The best way to avoid downtime from an incident is to fix it before it happens.
That requires predictive maintenance. Here are 2 approaches that work for me:
1. Monitoring brownout
Things usually brown out before they black out, so that's when you want to see what's going on.
At AWS, my engineers used to count device errors on all our devices and then:
- correlate the number in a given period with a subsequent device failure, or
- see when device latency started to exceed some normal range.
Then we’d proactively shift away from those bad resources during a maintenance window rather than having a fail when it's under load.

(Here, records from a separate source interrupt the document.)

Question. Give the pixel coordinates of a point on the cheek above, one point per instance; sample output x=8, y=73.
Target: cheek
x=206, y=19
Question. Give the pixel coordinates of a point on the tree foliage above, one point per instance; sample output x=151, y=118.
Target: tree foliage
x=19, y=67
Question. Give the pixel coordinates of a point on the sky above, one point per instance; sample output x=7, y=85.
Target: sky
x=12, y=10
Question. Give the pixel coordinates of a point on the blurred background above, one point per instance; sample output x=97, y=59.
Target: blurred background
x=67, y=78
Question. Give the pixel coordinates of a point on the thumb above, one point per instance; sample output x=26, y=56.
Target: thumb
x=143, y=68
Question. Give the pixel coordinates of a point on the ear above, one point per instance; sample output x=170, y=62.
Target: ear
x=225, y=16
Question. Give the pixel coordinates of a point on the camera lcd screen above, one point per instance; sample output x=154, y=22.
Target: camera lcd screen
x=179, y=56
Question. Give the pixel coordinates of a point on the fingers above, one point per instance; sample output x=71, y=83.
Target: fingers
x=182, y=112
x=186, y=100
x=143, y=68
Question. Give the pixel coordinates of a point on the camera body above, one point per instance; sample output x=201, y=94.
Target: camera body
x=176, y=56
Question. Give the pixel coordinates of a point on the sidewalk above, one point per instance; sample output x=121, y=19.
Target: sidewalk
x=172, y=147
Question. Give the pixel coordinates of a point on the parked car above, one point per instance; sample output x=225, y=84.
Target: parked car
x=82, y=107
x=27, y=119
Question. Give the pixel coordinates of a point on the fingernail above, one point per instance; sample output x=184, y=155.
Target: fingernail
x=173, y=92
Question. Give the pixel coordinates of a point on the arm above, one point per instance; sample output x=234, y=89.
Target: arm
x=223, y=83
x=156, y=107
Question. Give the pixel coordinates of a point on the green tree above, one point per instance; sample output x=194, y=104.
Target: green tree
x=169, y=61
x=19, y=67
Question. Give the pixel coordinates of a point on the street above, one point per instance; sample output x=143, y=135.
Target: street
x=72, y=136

We now use this process at Shoreline.
2. Performing control actions
Here, we adapt the feedback control theory from industrial systems.
The basic concept is that you have the desired state, the observed state, and the error between the two.
Your goal is to create a control action loop that reduces the observed and desired state gap.
The more frequently you sample, the smaller the control action needs to be.
Let’s understand this with an example:When I started driving, I’d swerve the steering wheel.
But now, I don’t need to do that as I keep making little adjustments without even paying much attention.
At Shoreline, we keep running these control loops.
Every second, we scrape 1,000s of metrics, compare them against 1000s of alarm conditions, and take little control actions to make things a little bit better.
This helps keep the systems our customers manage using Shoreline running smoothly.
That’s how we reduce the downtime by fixing the incidents before they happen.